Town leaders in Norridgewock this week approved using $50,000 in federal pandemic relief aid for improvements to the historic Grange hall, which is shown Thursday. Rich Abrahamson/Morning Sentinel

NORRIDGEWOCK — The Select Board this week approved the use of federal pandemic relief aid for several projects, including improvements to the town’s Grange hall and to conduct a land survey.

The town is expecting to receive $340,294 over two years as a result of the federal American Rescue Plan Act and has allocated nearly $141,000 of that amount to be spent in five different areas. A public hearing was held prior to the Select Board’s meeting Wednesday.

One of the largest requests, $50,000, will cover facade improvements to the downtown Grange hall, formally known as the Somerset Grange No. 18. In the request to the town, representatives of the hall proposed repairs to improve the curb appeal of the building, which was built in 1865.
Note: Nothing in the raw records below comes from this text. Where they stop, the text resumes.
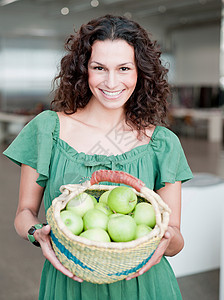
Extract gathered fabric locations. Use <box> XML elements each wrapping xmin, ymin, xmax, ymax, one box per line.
<box><xmin>4</xmin><ymin>110</ymin><xmax>192</xmax><ymax>300</ymax></box>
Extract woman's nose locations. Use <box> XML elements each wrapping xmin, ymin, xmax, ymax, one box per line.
<box><xmin>105</xmin><ymin>72</ymin><xmax>118</xmax><ymax>90</ymax></box>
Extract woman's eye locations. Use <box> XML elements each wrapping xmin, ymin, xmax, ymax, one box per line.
<box><xmin>120</xmin><ymin>67</ymin><xmax>129</xmax><ymax>71</ymax></box>
<box><xmin>94</xmin><ymin>67</ymin><xmax>103</xmax><ymax>71</ymax></box>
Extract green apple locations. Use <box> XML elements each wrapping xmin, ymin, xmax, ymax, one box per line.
<box><xmin>60</xmin><ymin>210</ymin><xmax>83</xmax><ymax>235</ymax></box>
<box><xmin>94</xmin><ymin>202</ymin><xmax>113</xmax><ymax>216</ymax></box>
<box><xmin>88</xmin><ymin>194</ymin><xmax>98</xmax><ymax>205</ymax></box>
<box><xmin>135</xmin><ymin>224</ymin><xmax>152</xmax><ymax>239</ymax></box>
<box><xmin>79</xmin><ymin>228</ymin><xmax>111</xmax><ymax>242</ymax></box>
<box><xmin>66</xmin><ymin>193</ymin><xmax>94</xmax><ymax>217</ymax></box>
<box><xmin>133</xmin><ymin>202</ymin><xmax>156</xmax><ymax>228</ymax></box>
<box><xmin>107</xmin><ymin>186</ymin><xmax>137</xmax><ymax>214</ymax></box>
<box><xmin>83</xmin><ymin>208</ymin><xmax>108</xmax><ymax>230</ymax></box>
<box><xmin>108</xmin><ymin>215</ymin><xmax>137</xmax><ymax>242</ymax></box>
<box><xmin>109</xmin><ymin>213</ymin><xmax>124</xmax><ymax>219</ymax></box>
<box><xmin>99</xmin><ymin>191</ymin><xmax>110</xmax><ymax>203</ymax></box>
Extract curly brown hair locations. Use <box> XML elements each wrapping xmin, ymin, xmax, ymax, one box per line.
<box><xmin>51</xmin><ymin>15</ymin><xmax>170</xmax><ymax>134</ymax></box>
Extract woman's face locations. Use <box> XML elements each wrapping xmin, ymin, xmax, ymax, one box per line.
<box><xmin>88</xmin><ymin>40</ymin><xmax>138</xmax><ymax>109</ymax></box>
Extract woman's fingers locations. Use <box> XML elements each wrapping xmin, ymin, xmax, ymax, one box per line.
<box><xmin>126</xmin><ymin>231</ymin><xmax>171</xmax><ymax>280</ymax></box>
<box><xmin>35</xmin><ymin>225</ymin><xmax>83</xmax><ymax>282</ymax></box>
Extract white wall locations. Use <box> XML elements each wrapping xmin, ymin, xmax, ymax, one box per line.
<box><xmin>172</xmin><ymin>25</ymin><xmax>220</xmax><ymax>85</ymax></box>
This includes repairing and painting all wood surfaces, repairs to doors and signs, installing a handicap-accessible ramp, window replacement and repairs, landscaping and electrical work, and other needs.
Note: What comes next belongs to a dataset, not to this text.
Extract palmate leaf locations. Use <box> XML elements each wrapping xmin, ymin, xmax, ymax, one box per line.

Town leaders this week approved spending $50,000 in federal pandemic relief aid for improvements to the building. A front, upper portion of the Somerset Grange No. 18 in Norridgewock. Rich Abrahamson/Morning Sentinel

Officials also approved $65,272 for firefighter turnout gear. The equipment was purchased earlier using the Fire Department’s equipment reserve account, which Deputy Chief Todd Pineo told the board “exists primarily for new fire trucks.” The request was brought to the board in December to avoid an 8% price increase in January. This week’s approval to use the ARPA funds will replenish the department’s account.

A $3,000 request to fund a survey of Ashley Wing Memorial Park on Martin Stream Road was also approved. Town Manager Richard LaBelle said the request is meant to capitalize on the Madison Branch Rail Trail, a 32-mile recreational trail that will extend from Oakland to Embden. About 9 miles of the trail will pass through Norridgewock, LaBelle said.


State officials are preparing to remove old Maine Central Railroad tracks to make way for the trail, with the plan to have the work finished by the end of the year. Officials have said the trail will be a draw for outdoor enthusiasts but in particular for snowmobilers and ATV riders.

The survey will look at the 5.42-acre park and help officials determine whether the land could support an area for vehicles and trailers, similar to a park-and-ride. If the results of the survey support moving forward, LaBelle said there’s a potential for state funding that could cover up to 90% of the project. If results do not support the park-and-ride, the project “will fall dead in the water,” LaBelle said.

Full-time town employees, including call firefighters, are also scheduled to receive $1,000 premium payments. This is part of a $22,416 expense that will include contributions to retirement plans.

The board also approved $15,000 for improvements to fencing and gates at Barr Hatfield Athletic Park, including repairs to two large backstops.